School of Life Sciences, Institute of Life Science and Green Development, Key Laboratory of Brain-like Neuromorphic Devices and Systems of Hebei Province, College of Electronic and Information Engineering, Hebei University, Baoding 071002, P. R. China.
Southern Illinois, University Carbondale, USA.
Nanoscale. 2023 Apr 13;15(15):7105-7114. doi: 10.1039/d2nr06044b.
Recently, with the improvement of the requirements for fast and efficient data processing in the era of artificial intelligence, new forms of computing have come into being. Developing memristor devices that can simulate the brain's computing neutral network is particularly important for applications in the field of artificial intelligence.

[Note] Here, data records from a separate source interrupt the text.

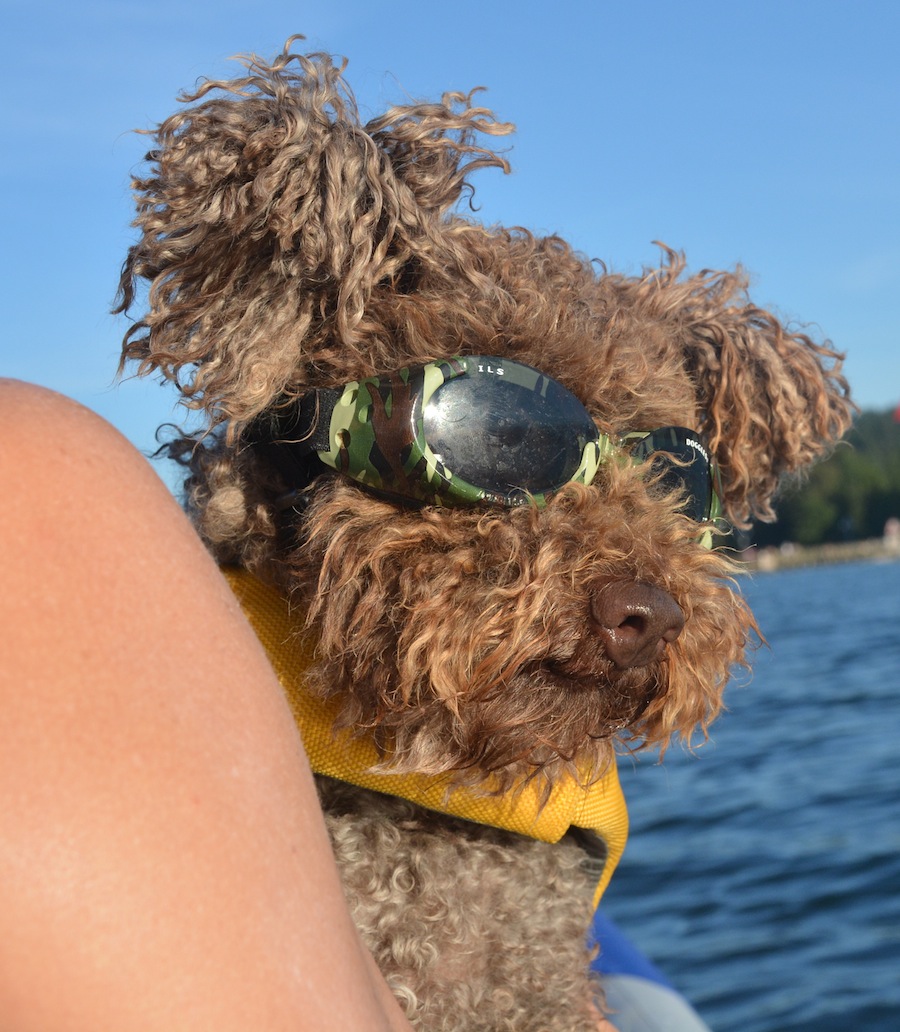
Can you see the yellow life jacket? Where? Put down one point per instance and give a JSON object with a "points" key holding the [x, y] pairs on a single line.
{"points": [[597, 810]]}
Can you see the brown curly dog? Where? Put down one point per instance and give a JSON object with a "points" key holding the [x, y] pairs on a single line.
{"points": [[503, 648]]}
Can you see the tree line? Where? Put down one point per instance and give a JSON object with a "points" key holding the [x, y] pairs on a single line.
{"points": [[848, 496]]}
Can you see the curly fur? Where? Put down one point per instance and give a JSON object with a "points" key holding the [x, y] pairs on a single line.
{"points": [[459, 908], [287, 246]]}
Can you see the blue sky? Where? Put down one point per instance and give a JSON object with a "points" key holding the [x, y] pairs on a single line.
{"points": [[763, 132]]}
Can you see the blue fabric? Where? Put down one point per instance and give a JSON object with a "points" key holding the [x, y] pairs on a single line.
{"points": [[619, 956]]}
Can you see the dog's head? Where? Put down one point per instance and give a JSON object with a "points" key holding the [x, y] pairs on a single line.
{"points": [[291, 249]]}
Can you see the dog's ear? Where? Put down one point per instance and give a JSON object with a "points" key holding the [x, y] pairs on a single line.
{"points": [[771, 399], [270, 214]]}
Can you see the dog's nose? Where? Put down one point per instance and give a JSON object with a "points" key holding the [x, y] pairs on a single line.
{"points": [[635, 621]]}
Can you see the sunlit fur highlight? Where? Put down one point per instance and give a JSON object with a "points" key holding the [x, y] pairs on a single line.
{"points": [[284, 246]]}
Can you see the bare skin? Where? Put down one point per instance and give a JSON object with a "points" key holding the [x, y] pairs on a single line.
{"points": [[163, 862]]}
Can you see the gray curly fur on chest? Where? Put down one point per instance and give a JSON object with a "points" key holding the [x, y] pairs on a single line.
{"points": [[476, 929]]}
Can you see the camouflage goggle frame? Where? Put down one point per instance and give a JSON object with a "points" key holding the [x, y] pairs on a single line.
{"points": [[478, 429]]}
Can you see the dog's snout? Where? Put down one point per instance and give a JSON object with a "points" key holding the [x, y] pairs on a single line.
{"points": [[635, 621]]}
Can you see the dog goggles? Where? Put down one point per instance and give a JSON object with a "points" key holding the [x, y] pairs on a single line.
{"points": [[479, 429]]}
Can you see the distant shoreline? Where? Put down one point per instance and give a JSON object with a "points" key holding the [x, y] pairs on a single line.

However, there are still some challenges in their biological function simulation and related circuit design. In this work, a memristor based on perovskite rare earth nickelates (RNiO) is presented with excellent electrical performance, including three orders of magnitude higher current switching ratio and good repeatability, and can achieve bidirectional conductance regulation like weight modulation in bio-synapse. Furthermore, the synaptic like characteristics of the device have been mimicked successfully, such as excitatory postsynaptic current (EPSC), paired pulse facilitation (PPF), classical double pulse spike time-dependent plasticity (classical pair-STDP), triplet spike time-dependent plasticity (triplet-STDP), short-term plasticity (STP), long-term plasticity (LTP), the refractory period phenomenon and learning and forgetting rules. In particular, two synaptic devices and a leaky integrate-and-fire (LIF) neuron device are used to achieve a logic gate circuit to realize "AND", "OR", and "NOT" functions. The device paves the way for the application of high-density circuits in artificial intelligence.
最近,随着人工智能时代对快速高效数据处理要求的提高,新的计算形式应运而生。开发能够模拟大脑计算神经网络的忆阻器器件对于人工智能领域的应用尤为重要。然而,在其生物功能模拟和相关电路设计方面仍然存在一些挑战。在这项工作中,提出了一种基于钙钛矿稀土镍酸盐(RNiO)的忆阻器,具有优异的电学性能,包括三个数量级更高的电流开关比和良好的重复性,并可以实现类似于生物突触中的权重调节的双向电导调节。此外,该器件成功模拟了类似突触的特性,如兴奋性突触后电流(EPSC)、成对脉冲易化(PPF)、经典双脉冲尖峰时间依赖性可塑性(经典 pair-STDP)、三脉冲尖峰时间依赖性可塑性(triplet-STDP)、短期可塑性(STP)、长期可塑性(LTP)、不应期现象和学习遗忘规则。特别是,两个突触器件和一个漏电积分和放电(LIF)神经元器件被用于实现逻辑门电路,以实现“AND”、“OR”和“NOT”功能。该器件为高密度电路在人工智能中的应用铺平了道路。